En ce qui concerne le paiement irrégulier de primes suite à l’ajout de noms fictifs, l’équipe de vérification a constaté que “le Directeur des Finances et du Matériel et le Régisseur spécial d’avances ont procédé à l’ajout de noms fictifs sur la liste des joueurs ayant reçu des primes. En effet, après avoir procédé à une analyse comparative de la liste des joueurs convoqués par match et des pièces justificatives de paiement des primes par l’Etat, des écarts ont été décelés à l’occasion des paiements des primes lors des éliminatoires de la CAN 2023 et la phase finale de la CAN 2021 (primes payées en 2023). Cette disparité résulte de l’ajout de noms fictifs de joueurs à la liste des bénéficiaires des primes par les responsables de la DFM du ministère chargé des Sports”. Parlant du non-reversement au Trésor public des frais de voyage de l’équipe senior du Mali à la Can-2023, le BVG a constaté que “la Fémafoot n’a pas reversé à la DFM du ministère chargé des Sports les frais de voyage de l’Equipe Seniors du Mali à la CAN 2023. En effet, le Régisseur spécial d’avances a assuré la prise en charge des frais de voyage de l’Equipe nationale Seniors en vue de sa participation à la CAN 2023 en Côte d’Ivoire, dont le remboursement à l’Etat du Mali est prévu à l’article 103 du Règlement de la CAF.
La CAF a demandé à la Fémafoot de prendre attache avec sa Division financière pour les modalités de remboursement des frais de voyage de 30 personnes de l’Equipe nationale Seniors, en raison de 1 000 dollars US par personne, soit 30 000 dollars US. La Fémafoot n’a pas encore procédé au remboursement dudit montant.

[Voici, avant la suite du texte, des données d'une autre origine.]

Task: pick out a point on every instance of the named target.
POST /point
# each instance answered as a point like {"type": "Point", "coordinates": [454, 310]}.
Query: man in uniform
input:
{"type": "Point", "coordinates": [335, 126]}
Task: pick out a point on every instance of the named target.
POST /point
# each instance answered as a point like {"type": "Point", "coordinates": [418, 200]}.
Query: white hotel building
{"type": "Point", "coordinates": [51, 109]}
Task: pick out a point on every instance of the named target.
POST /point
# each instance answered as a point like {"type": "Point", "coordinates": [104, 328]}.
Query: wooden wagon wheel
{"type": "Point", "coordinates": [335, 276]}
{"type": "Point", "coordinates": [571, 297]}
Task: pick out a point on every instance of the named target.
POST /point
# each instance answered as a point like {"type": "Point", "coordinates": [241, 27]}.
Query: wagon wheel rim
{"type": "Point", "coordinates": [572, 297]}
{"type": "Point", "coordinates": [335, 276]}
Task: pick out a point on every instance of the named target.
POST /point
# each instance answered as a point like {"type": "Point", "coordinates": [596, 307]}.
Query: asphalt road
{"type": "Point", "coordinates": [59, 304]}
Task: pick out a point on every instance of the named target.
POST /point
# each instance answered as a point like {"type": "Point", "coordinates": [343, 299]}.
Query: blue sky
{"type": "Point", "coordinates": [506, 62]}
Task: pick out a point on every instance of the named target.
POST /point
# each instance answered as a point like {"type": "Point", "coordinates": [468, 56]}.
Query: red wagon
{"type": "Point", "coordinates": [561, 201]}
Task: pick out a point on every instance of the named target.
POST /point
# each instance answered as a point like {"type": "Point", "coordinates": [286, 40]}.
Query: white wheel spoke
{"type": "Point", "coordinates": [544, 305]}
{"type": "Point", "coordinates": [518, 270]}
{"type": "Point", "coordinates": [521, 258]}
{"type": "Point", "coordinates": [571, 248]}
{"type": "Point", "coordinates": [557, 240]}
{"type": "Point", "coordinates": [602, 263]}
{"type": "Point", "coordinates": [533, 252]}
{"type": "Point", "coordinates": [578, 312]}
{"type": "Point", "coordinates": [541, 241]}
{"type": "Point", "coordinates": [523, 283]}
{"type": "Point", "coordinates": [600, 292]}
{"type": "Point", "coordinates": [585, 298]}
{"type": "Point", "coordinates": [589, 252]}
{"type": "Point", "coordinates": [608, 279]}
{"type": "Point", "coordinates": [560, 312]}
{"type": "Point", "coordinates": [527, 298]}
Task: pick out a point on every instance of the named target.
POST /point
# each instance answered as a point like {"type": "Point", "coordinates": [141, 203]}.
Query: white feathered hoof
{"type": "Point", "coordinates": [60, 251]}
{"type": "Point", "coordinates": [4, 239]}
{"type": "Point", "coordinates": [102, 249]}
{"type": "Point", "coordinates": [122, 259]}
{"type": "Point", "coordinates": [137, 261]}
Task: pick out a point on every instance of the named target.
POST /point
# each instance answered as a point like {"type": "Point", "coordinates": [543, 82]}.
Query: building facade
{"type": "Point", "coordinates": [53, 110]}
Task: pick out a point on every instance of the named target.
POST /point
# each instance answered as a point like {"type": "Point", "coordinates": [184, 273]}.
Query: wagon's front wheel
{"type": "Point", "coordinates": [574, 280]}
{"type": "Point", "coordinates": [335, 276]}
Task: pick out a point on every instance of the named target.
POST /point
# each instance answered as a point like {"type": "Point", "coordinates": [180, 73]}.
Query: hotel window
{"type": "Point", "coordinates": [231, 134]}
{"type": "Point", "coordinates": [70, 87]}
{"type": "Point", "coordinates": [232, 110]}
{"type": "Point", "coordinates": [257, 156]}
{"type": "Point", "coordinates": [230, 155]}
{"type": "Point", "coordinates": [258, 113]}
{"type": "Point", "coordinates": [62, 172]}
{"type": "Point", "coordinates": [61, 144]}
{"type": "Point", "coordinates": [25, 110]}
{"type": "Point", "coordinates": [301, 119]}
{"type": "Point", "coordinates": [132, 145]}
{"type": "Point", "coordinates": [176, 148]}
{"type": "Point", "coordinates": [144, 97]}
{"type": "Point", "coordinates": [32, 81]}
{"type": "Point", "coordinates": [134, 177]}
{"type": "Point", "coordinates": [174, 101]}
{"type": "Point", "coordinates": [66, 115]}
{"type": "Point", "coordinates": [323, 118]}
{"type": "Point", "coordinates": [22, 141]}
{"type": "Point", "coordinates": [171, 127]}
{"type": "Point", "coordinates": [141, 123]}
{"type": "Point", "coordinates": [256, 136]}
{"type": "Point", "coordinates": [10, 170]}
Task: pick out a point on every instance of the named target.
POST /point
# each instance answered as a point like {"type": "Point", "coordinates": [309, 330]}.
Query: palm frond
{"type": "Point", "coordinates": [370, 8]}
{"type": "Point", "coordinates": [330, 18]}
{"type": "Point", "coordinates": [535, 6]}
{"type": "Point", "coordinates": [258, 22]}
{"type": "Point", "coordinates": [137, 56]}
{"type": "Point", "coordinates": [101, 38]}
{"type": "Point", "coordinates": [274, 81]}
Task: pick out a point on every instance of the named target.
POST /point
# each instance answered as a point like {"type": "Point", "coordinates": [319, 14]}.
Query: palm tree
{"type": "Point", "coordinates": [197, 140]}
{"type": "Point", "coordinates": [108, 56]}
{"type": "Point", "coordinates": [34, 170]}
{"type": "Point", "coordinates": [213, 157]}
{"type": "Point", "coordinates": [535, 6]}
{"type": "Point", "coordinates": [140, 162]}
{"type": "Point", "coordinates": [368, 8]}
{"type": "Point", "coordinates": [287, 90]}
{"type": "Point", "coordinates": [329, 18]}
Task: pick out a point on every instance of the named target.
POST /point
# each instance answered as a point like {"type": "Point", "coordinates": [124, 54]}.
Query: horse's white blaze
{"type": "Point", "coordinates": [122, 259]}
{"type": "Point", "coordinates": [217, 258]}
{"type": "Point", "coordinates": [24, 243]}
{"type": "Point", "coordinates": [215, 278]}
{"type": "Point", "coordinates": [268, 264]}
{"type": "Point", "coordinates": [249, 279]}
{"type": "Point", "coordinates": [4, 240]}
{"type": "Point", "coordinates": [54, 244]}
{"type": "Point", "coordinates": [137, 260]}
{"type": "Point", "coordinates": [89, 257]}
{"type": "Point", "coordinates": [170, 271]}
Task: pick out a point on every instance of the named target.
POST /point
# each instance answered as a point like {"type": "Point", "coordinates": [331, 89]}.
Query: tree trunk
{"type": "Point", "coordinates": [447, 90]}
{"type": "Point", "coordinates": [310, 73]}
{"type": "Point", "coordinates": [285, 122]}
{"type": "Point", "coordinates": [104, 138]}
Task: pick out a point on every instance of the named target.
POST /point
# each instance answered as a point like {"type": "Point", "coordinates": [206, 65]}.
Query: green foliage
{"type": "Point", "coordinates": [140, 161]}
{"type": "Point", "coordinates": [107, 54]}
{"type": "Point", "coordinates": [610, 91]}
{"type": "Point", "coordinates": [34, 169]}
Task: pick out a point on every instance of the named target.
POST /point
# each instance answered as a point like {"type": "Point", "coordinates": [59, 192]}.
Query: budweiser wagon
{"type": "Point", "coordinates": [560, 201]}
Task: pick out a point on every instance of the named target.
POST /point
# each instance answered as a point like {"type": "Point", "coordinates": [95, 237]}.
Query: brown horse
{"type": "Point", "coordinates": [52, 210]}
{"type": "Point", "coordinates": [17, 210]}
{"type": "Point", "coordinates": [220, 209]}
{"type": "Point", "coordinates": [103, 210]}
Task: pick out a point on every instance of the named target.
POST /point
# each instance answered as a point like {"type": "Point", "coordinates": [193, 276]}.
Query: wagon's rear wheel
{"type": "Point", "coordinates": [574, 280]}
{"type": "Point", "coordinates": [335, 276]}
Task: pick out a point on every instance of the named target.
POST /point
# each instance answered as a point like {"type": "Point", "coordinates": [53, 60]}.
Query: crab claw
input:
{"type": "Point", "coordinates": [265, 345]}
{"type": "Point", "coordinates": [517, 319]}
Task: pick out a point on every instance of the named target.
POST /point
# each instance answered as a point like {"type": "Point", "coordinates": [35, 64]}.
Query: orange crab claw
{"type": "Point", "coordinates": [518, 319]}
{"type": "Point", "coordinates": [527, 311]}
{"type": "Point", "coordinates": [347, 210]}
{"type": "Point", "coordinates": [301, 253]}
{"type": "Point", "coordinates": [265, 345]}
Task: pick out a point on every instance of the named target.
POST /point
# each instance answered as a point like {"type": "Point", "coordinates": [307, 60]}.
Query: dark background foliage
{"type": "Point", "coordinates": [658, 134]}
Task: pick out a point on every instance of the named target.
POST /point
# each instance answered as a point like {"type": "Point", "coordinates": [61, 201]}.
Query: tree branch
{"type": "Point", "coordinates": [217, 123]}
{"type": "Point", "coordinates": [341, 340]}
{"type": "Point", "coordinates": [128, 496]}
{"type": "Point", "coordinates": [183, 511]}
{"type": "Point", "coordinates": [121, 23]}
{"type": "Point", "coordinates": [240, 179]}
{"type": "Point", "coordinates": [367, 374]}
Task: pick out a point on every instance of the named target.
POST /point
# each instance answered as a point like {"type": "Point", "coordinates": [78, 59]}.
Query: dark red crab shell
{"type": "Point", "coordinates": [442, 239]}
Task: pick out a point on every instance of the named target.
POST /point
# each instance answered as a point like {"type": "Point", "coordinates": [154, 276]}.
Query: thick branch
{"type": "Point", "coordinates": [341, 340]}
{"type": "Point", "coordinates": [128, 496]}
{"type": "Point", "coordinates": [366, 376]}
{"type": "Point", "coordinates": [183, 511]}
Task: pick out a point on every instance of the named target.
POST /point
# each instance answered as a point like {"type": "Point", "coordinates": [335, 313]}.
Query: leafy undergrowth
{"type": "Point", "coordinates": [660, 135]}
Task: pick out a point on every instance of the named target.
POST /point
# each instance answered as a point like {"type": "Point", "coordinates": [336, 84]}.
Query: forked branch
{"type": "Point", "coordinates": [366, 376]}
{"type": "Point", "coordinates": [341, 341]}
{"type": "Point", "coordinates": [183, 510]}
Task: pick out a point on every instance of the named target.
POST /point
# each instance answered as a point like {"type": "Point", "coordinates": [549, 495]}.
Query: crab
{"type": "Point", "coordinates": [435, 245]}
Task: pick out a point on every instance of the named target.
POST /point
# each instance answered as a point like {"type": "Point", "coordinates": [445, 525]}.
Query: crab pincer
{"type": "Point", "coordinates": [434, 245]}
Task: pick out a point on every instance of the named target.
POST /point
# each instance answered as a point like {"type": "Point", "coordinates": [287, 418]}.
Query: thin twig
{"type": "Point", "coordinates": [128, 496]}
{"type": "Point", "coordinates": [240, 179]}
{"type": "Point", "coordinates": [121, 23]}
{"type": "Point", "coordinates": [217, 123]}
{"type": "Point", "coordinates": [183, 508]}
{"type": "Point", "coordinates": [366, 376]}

Le montant de l’irrégularité s’élevait à 30 000 dollars US, soit 18 676 200 FCFA (au taux du jour). Toutefois, après la transmission du rapport provisoire, la Fémafoot a procédé au remboursement des frais de voyage de l’Equipe Seniors du Mali à la CAN 2023 suivant le Chèque barré n°9014555 du 6 janvier 2025 de la BDM-sa au profit du ministère de la Jeunesse et des Sports, correspondant à la somme de 18 676 200 FCFA, soit l’équivalent de 30 000 dollars US tel que défini par l’article 103 du Règlement de la CAN. A la date du présent rapport, le Directeur des Finances et du Matériel du ministère chargé des Sports n’a pas procédé au reversement dudit montant au Trésor Public conformément à la réglementation en vigueur”.
Selon nos informations, la CAF n’a jusqu’à présent remboursé cette somme puisque c’est le département qui était chargé de réclamer le remboursement. Malgré tout, la Fémafoot a décidé de reverser les 18 millions FCFA au ministère en attendant. Et le département réclamait 150 millions FCFA.
On se rappelle de la déclaration du ministre Fomba dans un journal de la place : “pour être précis, c’est un montant de 1,2 milliard de FCFA que l’Etat a débloqué dans le cadre de la CAN 2023 en Côte d’Ivoire. Environ 150 millions de FCFA sont partis dans les frais de transport. Les auditeurs ont écrit pour dire à la Fémafoot de nous restituer cette somme”. S’agissant des 18 millions FCFA, il a été très clair : “ce montant est insignifiant par rapport à ce que l’Etat a dépensé. Rien que l’affrètement d’un avion va au-delà de 18 millions FCFA. Si la CAF pense que ce sont 18 millions FCFA qui remboursent nos frais de transport, elle se trompe. Ce n’est pas du tout cela. Nous n’avons pas besoin de ce montant. Notre argent pour les frais de transport, nous savons combien c’est. Et ce n’est pas du tout 18 millions FCFA. Si la Fémafoot nous reverse cette somme nous allons la faire retourner”.
Finalement, l’équipe des enquêteurs a tranché.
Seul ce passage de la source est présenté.